All efforts initiated by the federal government to end the bloodshed have received little or distorted media coverage. In line with this, the federal government withdrew its forces from Tigray and declared a cease-fire on June 2020. Rather than reciprocating, the TPLF mounted a scorched earth offensive into the Amhara and Afar regions, killing thousands of civilians and destroying civilian infrastructures. The tragedy that had afflicted Tigray in the first eight months has now been replicated manifold in Amhara and Afar Regions. Nevertheless, for the past seven months, the TPLF's industrial-scale lootings, atrocities, and rapes in Amhara and Afar Regions have received no mainstream media coverage. Instead, the mainstream media have been busy glorifying the TPLF when they advance and painting them as victims when attacked. In this respect, the most notable examples of biased reporting include CNN's fake report that TPLF and Oromo Liberation Army (OLA) forces were at the doorstep of Addis Ababa and Declan Walsh's piece that exalted Tigrayan child soldiers.

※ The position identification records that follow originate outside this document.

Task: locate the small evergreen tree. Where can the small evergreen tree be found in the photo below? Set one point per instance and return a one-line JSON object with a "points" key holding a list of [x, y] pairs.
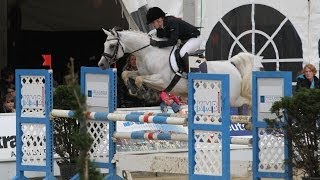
{"points": [[298, 119]]}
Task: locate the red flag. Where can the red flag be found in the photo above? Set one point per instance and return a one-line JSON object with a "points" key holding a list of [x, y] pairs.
{"points": [[47, 60]]}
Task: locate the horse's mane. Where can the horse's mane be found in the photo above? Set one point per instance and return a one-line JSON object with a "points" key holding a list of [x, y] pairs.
{"points": [[243, 62]]}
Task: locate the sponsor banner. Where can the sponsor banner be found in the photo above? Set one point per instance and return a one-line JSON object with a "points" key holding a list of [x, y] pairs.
{"points": [[96, 90]]}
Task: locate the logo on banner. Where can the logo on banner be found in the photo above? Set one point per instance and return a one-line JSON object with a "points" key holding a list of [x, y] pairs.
{"points": [[97, 93], [269, 98]]}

Let me conclude by reiterating a few points: one, while it is a depressing situation for anyone anywhere interested in the truth about the war in Ethiopia, the mainstream reporting on the war will continue misleading and perhaps get worse. Two, it is time that balanced readers or followers of the situation in Ethiopia wake up to the fact that their understanding of what is happening in Ethiopia, and, for that matter, many other places from Libya to Venezuela, is being shaped by those media with an unholy agenda. Three, my advice for keen international observers of the situation in Ethiopia is to read the objective, balanced and humane views offered by a few sources, often published in parts of the world without major geopolitical interests that are opposed to the Ethiopian government. If you rely solely on western mainstream sources, you'll keep getting the same distorted picture and story.

Solomon Kassa is an independent political analyst based in Addis Ababa, Ethiopia.